The mystery and suspense novels coming out this month are some of the best this crew of mostly well-established writers has written. So let’s get to them:

El Dorado Drive is Megan Abbott’s most doom-laden novel yet. It’s set in the year 2008, in Detroit, which happens to be Abbott’s hometown. The three middle-aged Bishop sisters — our main characters here — can recall their father driving them around town in a “sapphire-blue Caddy” when he was general counsel to GM; but those days are mere rusty memories. The trio is beset by money troubles, until middle sister, Pam, invites her sibs into an all-female financial club she’s joined called “the Wheel.”
Here’s a brief description of the club’s Macbeth-like initiation rites:
There was a ritual to it: the women forming a circle around the coffee table, faces shiny, flyaway hair and lipstick smudged, heels off, … pedicured toes dancing in the carpet plush. …
“[A woman named Sue intoned the oath:] ‘We pledge to … commit to the secrecy of the Wheel, and trust in its promise. All together now: Women trust, women give, women protect.’
What these women think of as female empowerment, the Feds might consider a Ponzi scheme. The spell of this smart, socially-pointed suspense novel lingers long after the Wheel’s stash of cash — and one of its members — are no more.

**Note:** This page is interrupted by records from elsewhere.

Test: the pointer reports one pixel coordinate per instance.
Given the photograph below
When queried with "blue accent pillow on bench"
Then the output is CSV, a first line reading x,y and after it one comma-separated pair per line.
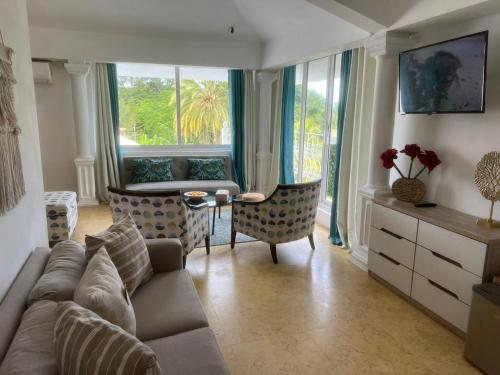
x,y
152,170
207,169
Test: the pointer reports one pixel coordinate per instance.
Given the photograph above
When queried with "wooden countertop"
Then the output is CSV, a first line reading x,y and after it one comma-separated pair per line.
x,y
446,218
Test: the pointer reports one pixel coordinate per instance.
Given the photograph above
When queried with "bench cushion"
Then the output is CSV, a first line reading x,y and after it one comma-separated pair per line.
x,y
166,305
190,353
186,185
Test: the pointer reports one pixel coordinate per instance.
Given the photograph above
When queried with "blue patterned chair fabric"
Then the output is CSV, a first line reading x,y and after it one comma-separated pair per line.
x,y
62,214
163,215
288,214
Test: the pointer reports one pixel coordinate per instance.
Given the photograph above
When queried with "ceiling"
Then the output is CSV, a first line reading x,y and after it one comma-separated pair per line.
x,y
257,20
273,31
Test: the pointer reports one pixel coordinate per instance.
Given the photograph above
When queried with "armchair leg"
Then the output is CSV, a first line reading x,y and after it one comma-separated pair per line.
x,y
273,253
311,241
233,239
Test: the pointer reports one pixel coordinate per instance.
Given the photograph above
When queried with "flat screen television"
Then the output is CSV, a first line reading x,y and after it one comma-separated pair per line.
x,y
446,77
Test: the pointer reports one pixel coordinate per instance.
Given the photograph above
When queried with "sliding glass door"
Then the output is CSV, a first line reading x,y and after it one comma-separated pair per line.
x,y
315,129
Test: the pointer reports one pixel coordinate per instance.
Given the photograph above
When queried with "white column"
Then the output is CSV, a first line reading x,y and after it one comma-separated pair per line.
x,y
85,160
385,49
266,80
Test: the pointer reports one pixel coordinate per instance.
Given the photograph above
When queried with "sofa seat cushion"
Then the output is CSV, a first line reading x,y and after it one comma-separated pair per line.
x,y
32,350
190,353
185,185
167,304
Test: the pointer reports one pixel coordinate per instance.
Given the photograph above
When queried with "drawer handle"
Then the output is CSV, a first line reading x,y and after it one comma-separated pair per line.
x,y
391,233
442,288
446,259
389,259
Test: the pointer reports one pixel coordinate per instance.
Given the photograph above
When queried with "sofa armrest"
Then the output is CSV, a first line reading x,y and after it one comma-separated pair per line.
x,y
165,254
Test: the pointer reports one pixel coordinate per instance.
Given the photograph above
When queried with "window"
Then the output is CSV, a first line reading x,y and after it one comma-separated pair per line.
x,y
315,128
168,105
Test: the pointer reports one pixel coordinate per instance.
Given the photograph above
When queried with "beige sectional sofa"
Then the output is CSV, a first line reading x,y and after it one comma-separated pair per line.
x,y
169,317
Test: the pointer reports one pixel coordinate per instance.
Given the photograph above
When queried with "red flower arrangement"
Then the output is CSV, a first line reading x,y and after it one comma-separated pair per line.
x,y
428,158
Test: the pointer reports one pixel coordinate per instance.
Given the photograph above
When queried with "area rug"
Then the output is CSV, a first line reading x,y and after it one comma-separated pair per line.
x,y
222,234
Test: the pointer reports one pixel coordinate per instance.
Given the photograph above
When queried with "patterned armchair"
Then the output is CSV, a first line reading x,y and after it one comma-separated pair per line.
x,y
288,214
163,214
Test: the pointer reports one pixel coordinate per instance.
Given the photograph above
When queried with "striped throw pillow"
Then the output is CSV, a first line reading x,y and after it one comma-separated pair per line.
x,y
127,249
87,344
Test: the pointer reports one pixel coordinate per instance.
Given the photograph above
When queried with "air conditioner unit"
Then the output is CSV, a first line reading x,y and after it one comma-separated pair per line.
x,y
42,72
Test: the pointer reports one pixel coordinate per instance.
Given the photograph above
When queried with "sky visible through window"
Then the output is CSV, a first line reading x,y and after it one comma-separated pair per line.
x,y
165,105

The presence of the uncanny is even more potent in Dwyer Murphy’s new novel, The House on Buzzards Bay. Gothic chill wafts like ocean mist throughout this tale of college friends reuniting at an old house one them has inherited. The house was built by a band of 19th-century Spiritualists and, as the vacation gets underway, the friends are plagued by an uneasy sense that those Spiritualists may not have vacated the premises.